2012年に提供が禁止された牛レバーの生食(レバ刺し)だが、消費者からの人気は根強く、
罰則(2年以下の懲役か200万円以下の罰金)が定められているにもかかわらず、隠れて提供している店もあるようだ。
こうした牛レバーの生食によって起こる病気として、肝蛭(かんてつ)症がある。岐阜県食肉衛生検査所の松尾加代子氏は、
日本寄生虫学会の会合で、原因となる寄生虫の肝蛭に感染したばかりの牛が検査などで見落とされ、
市場に出回っている恐れがあるとして注意が必要と呼びかけた。なお、肝蛭は牛だけでなく、豚や羊などのレバーにも寄生する。
牛の肝臓に寄生する肝蛭の成虫
http://kenko100.jp/images/assets/2014/05/275x229x140507_fasciolasp.jpg.pagespeed.ic.OrAHunyhgp.jpg 感染すると肝臓の痛みや黄疸など
肝蛭は体長5ミリほどの寄生虫で、成虫は体長2〜3センチ、幅1センチほどになる(写真)。

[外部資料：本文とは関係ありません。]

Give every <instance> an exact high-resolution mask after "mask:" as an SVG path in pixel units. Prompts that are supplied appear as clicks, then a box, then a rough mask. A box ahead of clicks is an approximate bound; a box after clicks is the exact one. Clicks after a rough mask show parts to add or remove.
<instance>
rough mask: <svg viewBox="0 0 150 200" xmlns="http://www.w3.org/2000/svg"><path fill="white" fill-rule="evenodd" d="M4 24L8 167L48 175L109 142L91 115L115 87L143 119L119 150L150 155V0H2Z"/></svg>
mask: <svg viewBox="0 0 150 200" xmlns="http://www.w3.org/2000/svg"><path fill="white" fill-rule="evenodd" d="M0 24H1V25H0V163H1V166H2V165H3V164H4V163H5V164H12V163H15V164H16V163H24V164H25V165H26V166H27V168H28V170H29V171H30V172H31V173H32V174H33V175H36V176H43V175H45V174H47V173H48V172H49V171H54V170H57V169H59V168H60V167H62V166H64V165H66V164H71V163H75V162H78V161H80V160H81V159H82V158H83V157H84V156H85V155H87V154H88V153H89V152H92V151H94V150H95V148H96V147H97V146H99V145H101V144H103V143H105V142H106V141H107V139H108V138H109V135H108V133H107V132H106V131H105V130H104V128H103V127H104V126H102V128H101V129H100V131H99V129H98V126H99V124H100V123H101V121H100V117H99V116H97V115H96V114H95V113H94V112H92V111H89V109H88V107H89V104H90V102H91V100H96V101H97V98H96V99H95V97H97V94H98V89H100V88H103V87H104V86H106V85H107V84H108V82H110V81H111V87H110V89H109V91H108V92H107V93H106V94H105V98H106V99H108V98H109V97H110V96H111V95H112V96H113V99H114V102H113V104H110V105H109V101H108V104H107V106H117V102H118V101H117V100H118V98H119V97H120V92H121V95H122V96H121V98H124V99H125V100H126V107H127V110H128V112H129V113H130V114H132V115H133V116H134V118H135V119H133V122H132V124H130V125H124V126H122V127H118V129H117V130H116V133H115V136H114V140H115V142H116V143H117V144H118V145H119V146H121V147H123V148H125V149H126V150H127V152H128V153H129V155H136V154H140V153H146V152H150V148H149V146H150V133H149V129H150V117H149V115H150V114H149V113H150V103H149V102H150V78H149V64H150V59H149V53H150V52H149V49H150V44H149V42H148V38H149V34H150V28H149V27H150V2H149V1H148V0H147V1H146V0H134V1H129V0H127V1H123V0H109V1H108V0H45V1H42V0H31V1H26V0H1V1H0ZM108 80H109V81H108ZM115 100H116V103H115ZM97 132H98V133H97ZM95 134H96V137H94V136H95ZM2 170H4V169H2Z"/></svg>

中間宿主(幼虫が発育する場所)は水田や小川などにすむ巻き貝のヒメモノアラガイ、終宿主(成虫が繁殖する場所)は人、牛、豚、羊など。成長すると水辺の植物にくっつくため、これらをよく洗わないで食べても感染する。
肝蛭に感染すると、肝臓の痛みや腫れ、機能異常、発熱、黄疸(おうだん)、嘔吐(おうと)、じんましん、発熱、下痢、貧血などの症状が現れる。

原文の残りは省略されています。